Capital expenditures in 2010 relating to our interest in Thailand are expected to be approximately $0.8 million, which we believe will be mostly funded from our share of production from the Phu Horm field.

Our total capital expenditures for 2010 are currently estimated to be in the range of $76.0 to $81.0 million. This is up significantly from the $45.0 million spent in 2009 due to improved commodity pricing and cost environment. In response to the challenging economic conditions existing at the time, we reduced our 2009 drilling and other capital activities until such time that AFE costs could be reduced. We intend to continue to monitor pricing and cost developments and make adjustments to our future capital expenditure programs as warranted.

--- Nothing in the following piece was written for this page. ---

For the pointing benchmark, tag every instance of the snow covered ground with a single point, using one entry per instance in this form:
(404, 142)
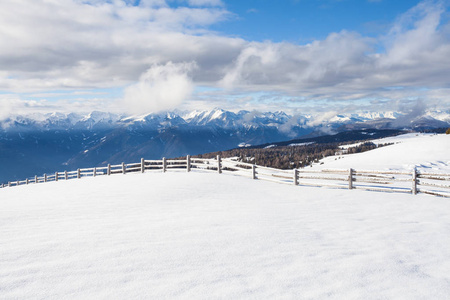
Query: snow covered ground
(427, 152)
(216, 236)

We believe that our cash on hand and cash flow from operations will be sufficient to meet our normal recurring operating needs and our WCBB, Hackberry, Permian Basin, Niobrara and Grizzly capital requirements for the next twelve months. In the event we elect to further expand or accelerate our drilling programs, pursue acquisitions or accelerate our Canadian oil sands project, we would be required to obtain additional funds which we would seek to do through traditional borrowings, offerings of debt or equity securities or other means, including the sale of assets. Needed capital may not be available to us on acceptable terms or at all. If we are unable to obtain funds when needed or on acceptable terms, we may be required to delay or curtail implementation of our business plan or not be able to complete acquisitions that may be favorable to us.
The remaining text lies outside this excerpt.